When I’m dealing with a problem on a Failover Cluster (not very often, but sometimes) one of the first steps I do is to run the Validation Test. It’s a great tool that’ll usually show what might be the problem, but apparently not always…
For the last couple days I’ve been busy wrecking havoc on a cluster with a Microsoft Cluster PFE on a Cluster Disaster Recovery workshop. Among the scenarios we’ve gone through causing, fixing and then documenting there was one that had a small surprise in store for both of us.
The scenario: Someone creates an Active Directory Group Policy to set on the Firewall and among many other ports, blocks the incoming traffic to 3343/TCP. 3343/TCP is a port used by the Cluster Services and it’s the one by which the nodes communicate with each other. If you’re running two nodes and a witness disk, blocking the incoming traffic to this port will cause a failure of a single node. If you’re running cluster with uneven number of nodes, it’ll cause the failure of a whole cluster.

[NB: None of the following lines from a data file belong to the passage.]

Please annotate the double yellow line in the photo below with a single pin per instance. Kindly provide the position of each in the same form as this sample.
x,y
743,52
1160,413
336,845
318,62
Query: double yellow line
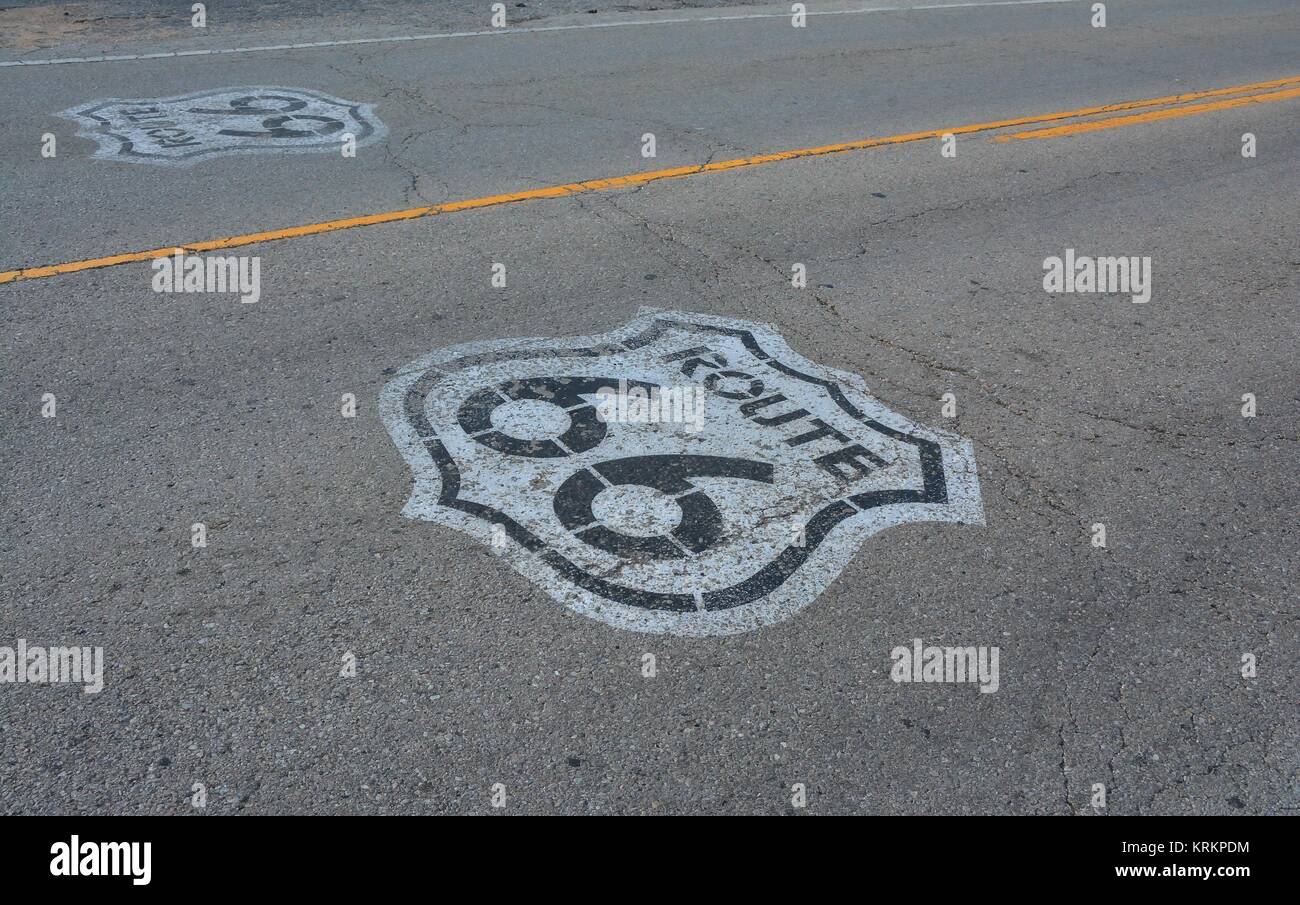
x,y
1166,108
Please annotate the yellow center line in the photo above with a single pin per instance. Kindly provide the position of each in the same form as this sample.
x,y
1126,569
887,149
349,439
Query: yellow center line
x,y
1149,116
679,172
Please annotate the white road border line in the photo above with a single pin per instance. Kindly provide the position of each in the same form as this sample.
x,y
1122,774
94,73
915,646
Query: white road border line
x,y
354,42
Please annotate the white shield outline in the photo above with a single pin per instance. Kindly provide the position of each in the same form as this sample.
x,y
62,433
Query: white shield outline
x,y
116,146
949,493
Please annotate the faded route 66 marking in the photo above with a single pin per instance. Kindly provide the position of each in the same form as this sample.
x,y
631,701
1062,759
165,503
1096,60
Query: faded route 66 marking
x,y
649,525
250,120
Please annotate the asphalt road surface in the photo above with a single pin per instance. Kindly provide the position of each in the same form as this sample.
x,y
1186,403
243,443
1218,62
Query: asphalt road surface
x,y
325,653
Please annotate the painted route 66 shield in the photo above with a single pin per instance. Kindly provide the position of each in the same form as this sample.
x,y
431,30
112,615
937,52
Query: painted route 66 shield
x,y
684,473
250,120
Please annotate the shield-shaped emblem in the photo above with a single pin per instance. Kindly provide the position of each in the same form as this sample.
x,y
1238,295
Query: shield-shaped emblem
x,y
248,120
684,473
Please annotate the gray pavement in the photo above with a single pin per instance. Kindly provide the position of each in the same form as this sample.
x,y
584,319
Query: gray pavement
x,y
1119,666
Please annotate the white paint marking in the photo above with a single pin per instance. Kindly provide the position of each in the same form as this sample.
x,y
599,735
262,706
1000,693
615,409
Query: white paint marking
x,y
703,545
495,33
246,120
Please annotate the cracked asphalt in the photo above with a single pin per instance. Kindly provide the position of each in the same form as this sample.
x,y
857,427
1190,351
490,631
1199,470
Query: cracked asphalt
x,y
1119,665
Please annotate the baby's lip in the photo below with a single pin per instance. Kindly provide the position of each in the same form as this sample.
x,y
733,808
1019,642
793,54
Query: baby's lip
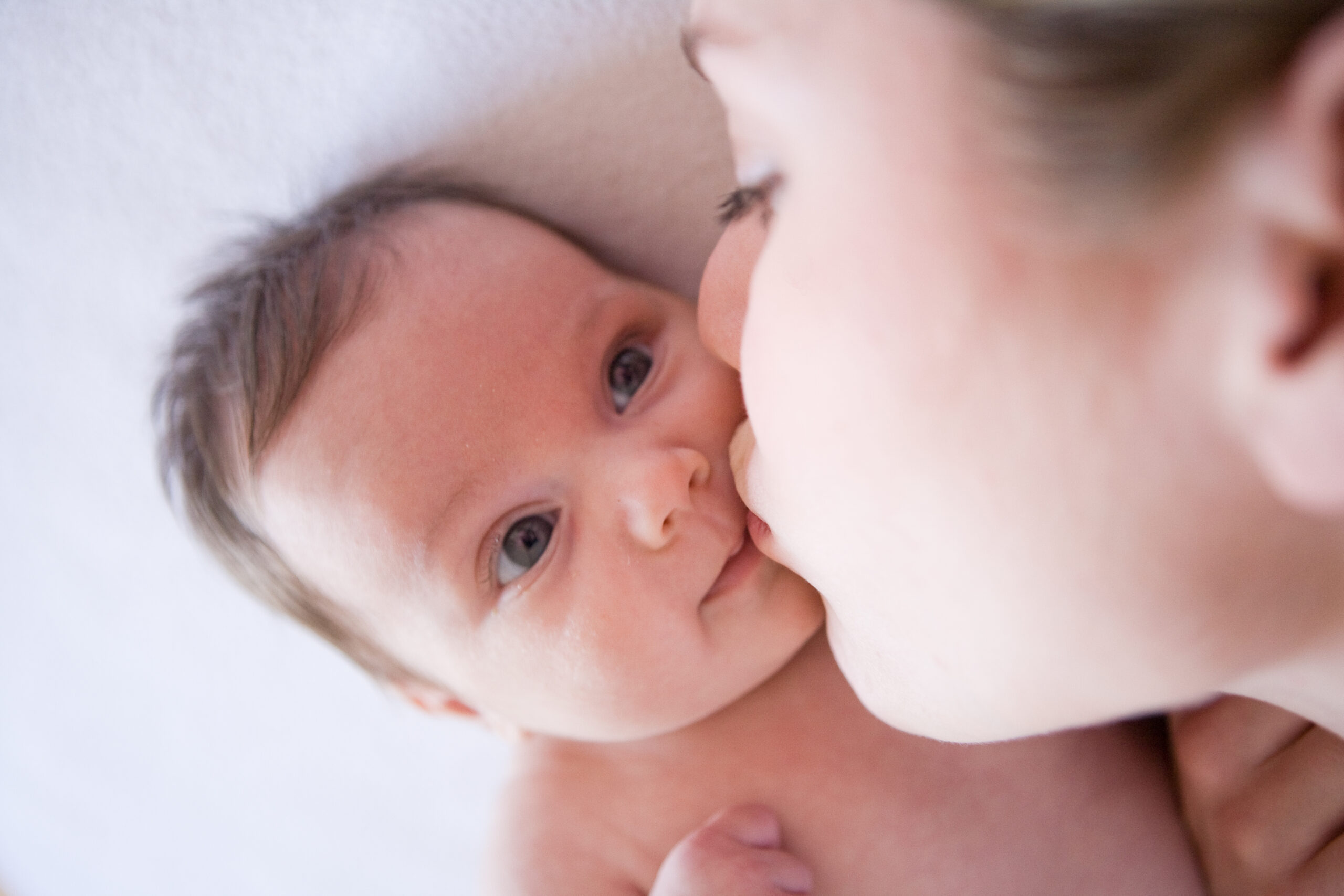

This also happened in our scenario as one of the nodes went down as expected. After looking at the cluster logs we figured out that we’re dealing with a network issue, We decided to confirm this by running the Cluster Validation Test. We chose only to run the Network part of the test as we knew that we had a network issues.
However after running the Network part of the Validation Test, it came back all green saying that the Firewall settings were fine and the nodes had full connectivity between each other. The only warnings we had were for subnet setting on a clustered SQL Server instance and for using APIPA address in one of the NICs.
We knew for a fact that this was not the case, the Group Policy was set for all the nodes and there was a Firewall rule existing that’d prevented traffic to port 3343 as seen on the screenshot below.
We also confirmed that this rule was doing what it was supposed to by using one of the new Powershell CmdLets (available in Windows 8.1 and Windows 2012 R2), Test-NetworkConnection. It straight up told us that there was a failure in connecting to a port 3343 with any of the interfaces, but the ping always succeeded.
While I still think the Validation Test is a great tool for verifying the health and status of your Failover Cluster and it can be a great aid in troubleshooting, it’s not infallible. I can almost understand that it doesn’t check for a custom Firewall rules, but just the ones that are part of the Windows Firewall. But I was very surprised to learn that it didn’t check the connectivity to actual Cluster Service using the proper port but rather just doing a ping or a traceroute (It actually does check the port, look at the update below for the explanation).
We also did this same test after destroying the cluster and then re-creating it. The Validation Test found no problems in any of the tests, but creating the cluster naturally failed. The operating system we were doing the testing with was Windows Server 2012 R2 (Build 9600).
I just received an email from the Microsoft PFE and they had figured out what caused the Validation Test to succeed even with the Firewall rule in place. When the Validation Test is run the nodes “repair” themselves by creating an invisible Firewall rule to allow the traffic to 3343/TCP. The nasty part of this was that the rule is removed after the Validation Test causing cluster creation to fail.